We need to buck a trend tomorrow as our home results against Braintree have steadily deteriorated. We won our first clash emphatically, drew the next one and suffered our first loss to them at The Racecourse last season.
That initial win saw five different players get onto the scoresheet in a 5-1 victory. Andy Morrell, Adrian Cieslewicz, Mathias Pogba and Danny Wright all helped themselves, but the happiest scorer must have been Neil Ashton, whose injury time penalty was his first for Wrexham.
The following season we again welcomed The Iron to North Wales as we prepared for a play-off campaign, but this time the game failed to offer us the perfect preparation for the post-season. Things started well with Morrell opening the scoring with a sublime chip in the fourth minute, but they soon went sour.
Up until that point Wright had enjoyed himself against Braintree, and remains the only Wrexham player to have put more goals past them than Morrell. However, soon after his manager’s goal he fell awkwardly and injured his elbow, ruling him out of the play-offs and ending his Wrexham career prematurely.
Last season was also an unhappy experience. We started horribly and were 2-0 down after twenty minutes but a spirited fight back saw us level through goals from Johnny Hunt and Jay Harris. However, we were denied in controversial circumstances as Steve Tomassen put the ball into his own net as Wrexham protested that a striker was offside and interfering with play.
As the season draws to a close, tomorrow’s game falls on the anniversary of one of our most successful run-ins. In 1970 we drew 1-1 with Oldham to secure promotion under John Neal to the old Third Division.
It was an edgy affair though, perhaps because there was such a weight of expectation on Wrexham’s shoulders going into the match. Although we needed a draw to go up, nobody expected an Oldham side which had won one and drawn six of its last eighteen away games to stop put up much resistance against a side on such a roll as Wrexham were.

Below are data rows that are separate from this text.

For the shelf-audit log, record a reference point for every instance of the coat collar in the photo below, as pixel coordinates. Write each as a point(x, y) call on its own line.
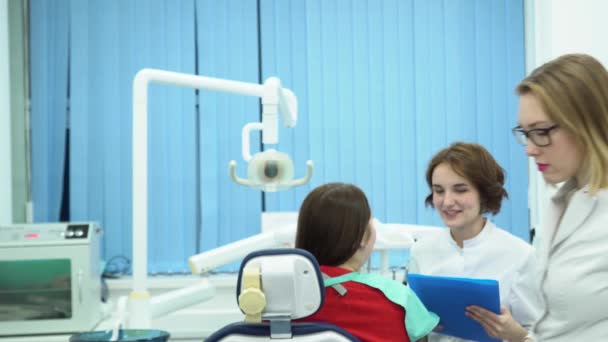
point(574, 206)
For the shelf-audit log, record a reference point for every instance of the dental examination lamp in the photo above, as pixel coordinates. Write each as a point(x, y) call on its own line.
point(268, 171)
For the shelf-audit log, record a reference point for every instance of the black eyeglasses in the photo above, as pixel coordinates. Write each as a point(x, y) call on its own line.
point(541, 137)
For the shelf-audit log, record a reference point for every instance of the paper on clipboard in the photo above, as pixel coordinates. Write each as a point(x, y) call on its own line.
point(448, 297)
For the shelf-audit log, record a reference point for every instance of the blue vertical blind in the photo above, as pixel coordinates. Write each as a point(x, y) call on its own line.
point(110, 42)
point(228, 48)
point(49, 104)
point(382, 86)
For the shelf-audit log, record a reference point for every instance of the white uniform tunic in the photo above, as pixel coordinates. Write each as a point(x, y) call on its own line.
point(573, 254)
point(492, 254)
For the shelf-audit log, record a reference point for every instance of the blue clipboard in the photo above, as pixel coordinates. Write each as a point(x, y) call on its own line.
point(448, 297)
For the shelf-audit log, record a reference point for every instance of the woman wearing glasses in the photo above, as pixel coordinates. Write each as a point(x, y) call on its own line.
point(563, 122)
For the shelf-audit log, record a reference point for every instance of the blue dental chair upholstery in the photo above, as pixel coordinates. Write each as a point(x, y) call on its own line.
point(274, 287)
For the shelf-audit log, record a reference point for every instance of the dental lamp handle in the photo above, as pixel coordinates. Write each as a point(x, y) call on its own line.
point(306, 178)
point(245, 137)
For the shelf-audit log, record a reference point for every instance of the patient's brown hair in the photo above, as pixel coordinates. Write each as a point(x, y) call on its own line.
point(332, 222)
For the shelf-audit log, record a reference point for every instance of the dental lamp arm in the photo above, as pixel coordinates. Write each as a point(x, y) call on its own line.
point(273, 97)
point(207, 261)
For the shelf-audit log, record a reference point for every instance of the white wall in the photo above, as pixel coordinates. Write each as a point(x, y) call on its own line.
point(553, 28)
point(6, 214)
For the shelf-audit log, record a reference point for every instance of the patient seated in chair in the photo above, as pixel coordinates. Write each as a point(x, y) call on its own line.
point(335, 225)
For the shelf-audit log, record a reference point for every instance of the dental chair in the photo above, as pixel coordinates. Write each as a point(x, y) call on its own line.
point(274, 287)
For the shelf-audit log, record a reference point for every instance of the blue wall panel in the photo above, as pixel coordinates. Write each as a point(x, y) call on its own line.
point(389, 83)
point(382, 86)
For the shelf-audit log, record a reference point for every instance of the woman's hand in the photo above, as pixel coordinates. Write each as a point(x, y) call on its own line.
point(502, 326)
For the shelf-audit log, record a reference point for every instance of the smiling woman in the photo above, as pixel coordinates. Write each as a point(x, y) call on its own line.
point(466, 183)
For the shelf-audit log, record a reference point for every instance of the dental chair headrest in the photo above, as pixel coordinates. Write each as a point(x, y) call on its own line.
point(274, 287)
point(291, 281)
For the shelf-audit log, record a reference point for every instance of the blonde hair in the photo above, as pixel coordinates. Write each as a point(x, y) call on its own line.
point(573, 90)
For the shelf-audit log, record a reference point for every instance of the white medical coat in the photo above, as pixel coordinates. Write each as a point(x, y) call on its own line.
point(574, 260)
point(492, 254)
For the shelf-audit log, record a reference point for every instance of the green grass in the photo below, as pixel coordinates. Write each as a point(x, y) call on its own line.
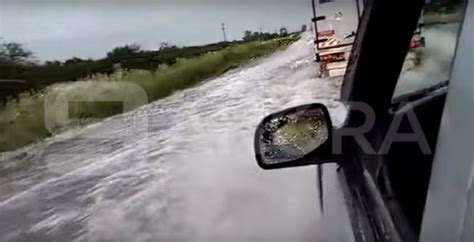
point(23, 122)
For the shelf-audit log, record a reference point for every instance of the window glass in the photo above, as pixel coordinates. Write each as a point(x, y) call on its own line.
point(428, 62)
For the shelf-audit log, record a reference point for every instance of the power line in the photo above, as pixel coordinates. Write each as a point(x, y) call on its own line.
point(223, 32)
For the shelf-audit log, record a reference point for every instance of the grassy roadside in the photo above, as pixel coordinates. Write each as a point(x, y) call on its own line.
point(23, 122)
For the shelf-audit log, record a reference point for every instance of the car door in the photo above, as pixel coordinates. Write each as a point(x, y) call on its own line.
point(390, 178)
point(384, 175)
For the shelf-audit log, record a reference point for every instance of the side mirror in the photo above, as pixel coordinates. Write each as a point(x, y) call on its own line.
point(297, 136)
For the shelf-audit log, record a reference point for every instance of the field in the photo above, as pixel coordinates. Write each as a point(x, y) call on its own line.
point(35, 116)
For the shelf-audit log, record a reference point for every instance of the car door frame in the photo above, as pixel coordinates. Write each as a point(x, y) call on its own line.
point(381, 20)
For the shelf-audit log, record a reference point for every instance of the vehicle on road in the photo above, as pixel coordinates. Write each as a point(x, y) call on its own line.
point(332, 53)
point(405, 166)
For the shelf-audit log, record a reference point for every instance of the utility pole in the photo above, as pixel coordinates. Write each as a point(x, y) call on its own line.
point(223, 32)
point(358, 9)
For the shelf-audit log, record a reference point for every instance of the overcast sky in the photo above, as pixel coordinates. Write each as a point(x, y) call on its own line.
point(61, 29)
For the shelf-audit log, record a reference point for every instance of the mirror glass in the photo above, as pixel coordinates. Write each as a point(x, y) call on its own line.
point(290, 136)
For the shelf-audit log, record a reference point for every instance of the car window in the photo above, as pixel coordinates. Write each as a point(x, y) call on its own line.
point(431, 53)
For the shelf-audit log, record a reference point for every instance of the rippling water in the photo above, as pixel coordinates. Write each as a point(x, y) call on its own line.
point(181, 169)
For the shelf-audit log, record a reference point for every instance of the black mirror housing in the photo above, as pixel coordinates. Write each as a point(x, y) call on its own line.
point(298, 136)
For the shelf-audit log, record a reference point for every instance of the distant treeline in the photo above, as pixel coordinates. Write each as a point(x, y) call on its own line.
point(19, 72)
point(444, 6)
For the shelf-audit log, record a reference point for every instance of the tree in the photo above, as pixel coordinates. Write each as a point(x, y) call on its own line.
point(123, 52)
point(15, 53)
point(247, 35)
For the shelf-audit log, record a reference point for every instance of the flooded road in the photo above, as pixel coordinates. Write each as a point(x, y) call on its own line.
point(180, 169)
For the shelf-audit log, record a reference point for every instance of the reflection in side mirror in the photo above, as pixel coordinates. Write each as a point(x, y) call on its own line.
point(294, 137)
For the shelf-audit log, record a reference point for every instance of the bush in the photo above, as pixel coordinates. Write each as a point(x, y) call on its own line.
point(22, 122)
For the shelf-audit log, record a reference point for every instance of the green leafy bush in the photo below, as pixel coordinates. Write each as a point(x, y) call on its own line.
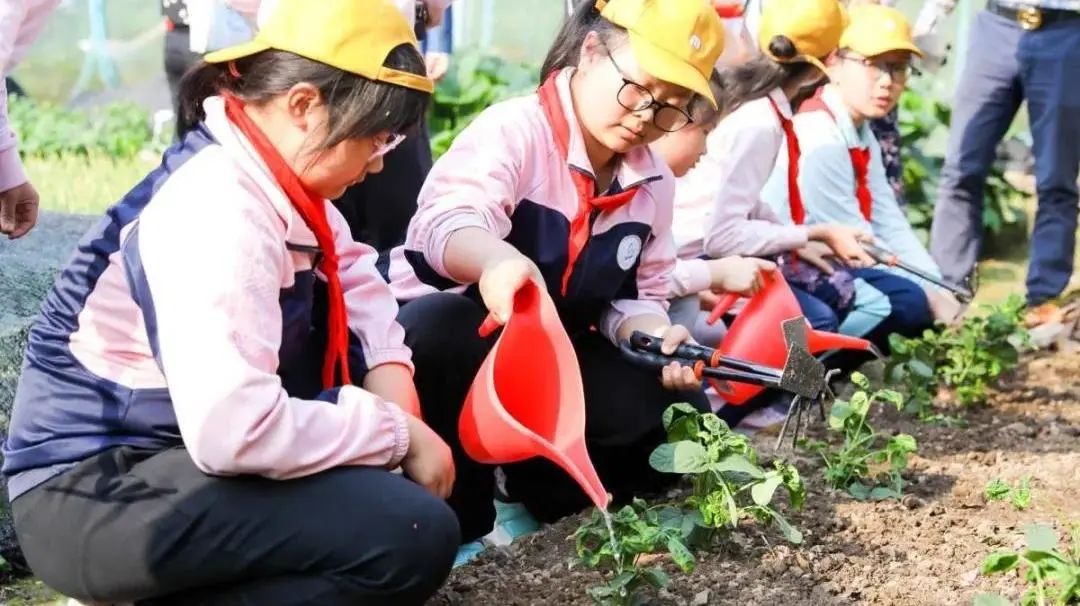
point(921, 117)
point(474, 82)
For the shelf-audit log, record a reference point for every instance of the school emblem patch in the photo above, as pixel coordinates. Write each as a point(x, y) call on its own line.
point(629, 250)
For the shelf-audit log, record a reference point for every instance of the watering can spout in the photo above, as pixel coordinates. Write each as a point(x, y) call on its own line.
point(766, 330)
point(527, 399)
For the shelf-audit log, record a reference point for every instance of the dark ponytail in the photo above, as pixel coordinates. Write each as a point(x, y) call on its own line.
point(566, 50)
point(358, 107)
point(755, 78)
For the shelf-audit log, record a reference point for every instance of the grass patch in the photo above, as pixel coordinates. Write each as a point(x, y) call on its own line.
point(84, 184)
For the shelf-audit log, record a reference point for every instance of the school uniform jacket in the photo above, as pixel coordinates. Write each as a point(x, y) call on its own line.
point(504, 174)
point(827, 183)
point(185, 315)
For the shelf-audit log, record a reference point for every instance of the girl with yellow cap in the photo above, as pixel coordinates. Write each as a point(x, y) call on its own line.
point(561, 188)
point(190, 427)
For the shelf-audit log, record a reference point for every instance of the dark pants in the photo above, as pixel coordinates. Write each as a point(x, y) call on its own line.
point(624, 404)
point(379, 209)
point(1004, 67)
point(135, 525)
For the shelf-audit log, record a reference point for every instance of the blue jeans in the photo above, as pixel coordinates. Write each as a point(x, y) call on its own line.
point(1004, 67)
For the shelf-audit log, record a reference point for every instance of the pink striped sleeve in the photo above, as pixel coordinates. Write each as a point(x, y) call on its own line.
point(214, 258)
point(373, 311)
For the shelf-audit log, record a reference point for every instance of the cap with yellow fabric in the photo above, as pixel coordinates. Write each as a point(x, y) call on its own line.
point(813, 26)
point(874, 30)
point(677, 41)
point(353, 36)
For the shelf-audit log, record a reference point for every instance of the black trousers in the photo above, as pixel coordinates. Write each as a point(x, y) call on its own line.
point(144, 526)
point(379, 207)
point(623, 408)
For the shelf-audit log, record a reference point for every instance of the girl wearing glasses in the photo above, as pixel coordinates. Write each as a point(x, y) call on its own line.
point(840, 174)
point(561, 188)
point(186, 430)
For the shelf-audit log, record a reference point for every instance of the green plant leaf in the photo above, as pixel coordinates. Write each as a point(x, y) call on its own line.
point(656, 577)
point(1000, 562)
point(761, 493)
point(990, 600)
point(791, 533)
point(859, 490)
point(738, 463)
point(676, 411)
point(679, 457)
point(680, 554)
point(1040, 537)
point(996, 489)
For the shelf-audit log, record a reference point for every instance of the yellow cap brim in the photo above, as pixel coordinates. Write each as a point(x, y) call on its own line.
point(237, 52)
point(887, 46)
point(664, 66)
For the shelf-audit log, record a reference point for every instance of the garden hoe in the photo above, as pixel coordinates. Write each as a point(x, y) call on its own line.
point(885, 257)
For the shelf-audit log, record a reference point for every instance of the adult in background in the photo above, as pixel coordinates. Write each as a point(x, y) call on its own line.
point(21, 23)
point(1018, 52)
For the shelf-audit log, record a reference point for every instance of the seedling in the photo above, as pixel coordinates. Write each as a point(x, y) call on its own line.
point(729, 485)
point(1054, 573)
point(860, 466)
point(967, 359)
point(635, 530)
point(1018, 496)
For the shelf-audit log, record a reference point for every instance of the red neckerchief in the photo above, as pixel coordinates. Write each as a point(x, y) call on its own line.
point(312, 210)
point(794, 197)
point(584, 184)
point(860, 158)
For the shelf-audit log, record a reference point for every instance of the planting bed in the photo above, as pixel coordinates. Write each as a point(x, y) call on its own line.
point(923, 550)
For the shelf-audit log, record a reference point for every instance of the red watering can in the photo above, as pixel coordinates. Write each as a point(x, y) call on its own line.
point(527, 399)
point(757, 334)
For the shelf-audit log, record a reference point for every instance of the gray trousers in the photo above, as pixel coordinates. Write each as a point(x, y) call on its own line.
point(1004, 67)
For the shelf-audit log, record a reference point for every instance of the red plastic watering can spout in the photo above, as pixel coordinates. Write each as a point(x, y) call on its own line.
point(527, 399)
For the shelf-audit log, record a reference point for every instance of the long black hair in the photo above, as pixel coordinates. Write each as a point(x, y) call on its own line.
point(755, 78)
point(566, 50)
point(358, 107)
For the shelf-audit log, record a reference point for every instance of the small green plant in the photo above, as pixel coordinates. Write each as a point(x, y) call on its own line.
point(862, 466)
point(474, 82)
point(968, 358)
point(1020, 496)
point(1054, 573)
point(636, 530)
point(729, 485)
point(119, 131)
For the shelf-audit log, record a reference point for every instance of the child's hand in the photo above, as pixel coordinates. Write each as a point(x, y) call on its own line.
point(499, 282)
point(739, 274)
point(675, 376)
point(429, 461)
point(393, 382)
point(846, 242)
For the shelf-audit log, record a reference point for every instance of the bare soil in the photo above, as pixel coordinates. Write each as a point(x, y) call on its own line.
point(923, 550)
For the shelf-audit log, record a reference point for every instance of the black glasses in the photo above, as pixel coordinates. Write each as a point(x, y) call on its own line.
point(636, 97)
point(896, 71)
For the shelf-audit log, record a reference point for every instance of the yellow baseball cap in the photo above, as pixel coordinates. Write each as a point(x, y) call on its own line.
point(813, 26)
point(354, 36)
point(677, 41)
point(874, 29)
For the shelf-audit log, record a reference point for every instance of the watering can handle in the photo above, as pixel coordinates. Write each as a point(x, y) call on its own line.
point(721, 307)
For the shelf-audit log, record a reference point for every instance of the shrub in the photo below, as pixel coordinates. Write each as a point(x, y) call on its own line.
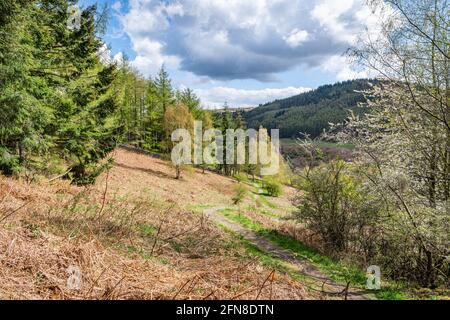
point(332, 207)
point(274, 188)
point(9, 165)
point(240, 193)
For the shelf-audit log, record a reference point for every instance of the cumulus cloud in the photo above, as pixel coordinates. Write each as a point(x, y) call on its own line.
point(216, 97)
point(235, 39)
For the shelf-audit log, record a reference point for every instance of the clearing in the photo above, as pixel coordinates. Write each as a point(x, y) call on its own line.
point(140, 234)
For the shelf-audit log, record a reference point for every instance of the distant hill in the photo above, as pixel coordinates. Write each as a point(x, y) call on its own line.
point(309, 112)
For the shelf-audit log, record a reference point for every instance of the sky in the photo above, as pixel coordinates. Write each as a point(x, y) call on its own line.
point(241, 52)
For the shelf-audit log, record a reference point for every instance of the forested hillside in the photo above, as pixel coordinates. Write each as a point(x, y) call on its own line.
point(310, 112)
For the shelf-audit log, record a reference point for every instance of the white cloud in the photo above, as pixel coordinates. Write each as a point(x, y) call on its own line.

We’d lost just two games from late February with Albert Kinsey having hit eleven goals in twelve games. At home we’d scored eighteen goals in the last five matches at The Racecourse so it was understandable that a crowd in excess of eleven thousand arrived expecting to witness an historic victory over a side which needed a win to ensure that they did not have to apply for re-election into Division Four.
However, Athletic proved to be stubborn and the first half was scoreless. Worse still, Reg Blore, a Welshman ironically, opened the scoring with a speculative shot just after the hour.

Wrexham pressed on but struggled to create and were lucky to survive a penalty shout after a tackle by Steve Ingle, before inspirational skipper Eddie May stepped up to the plate in injury time, connecting with our fifteenth corner of the match to plant home a header which finally secured that precious point.
Andy Coughlin makes his 75th Wrexham appearance tomorrow.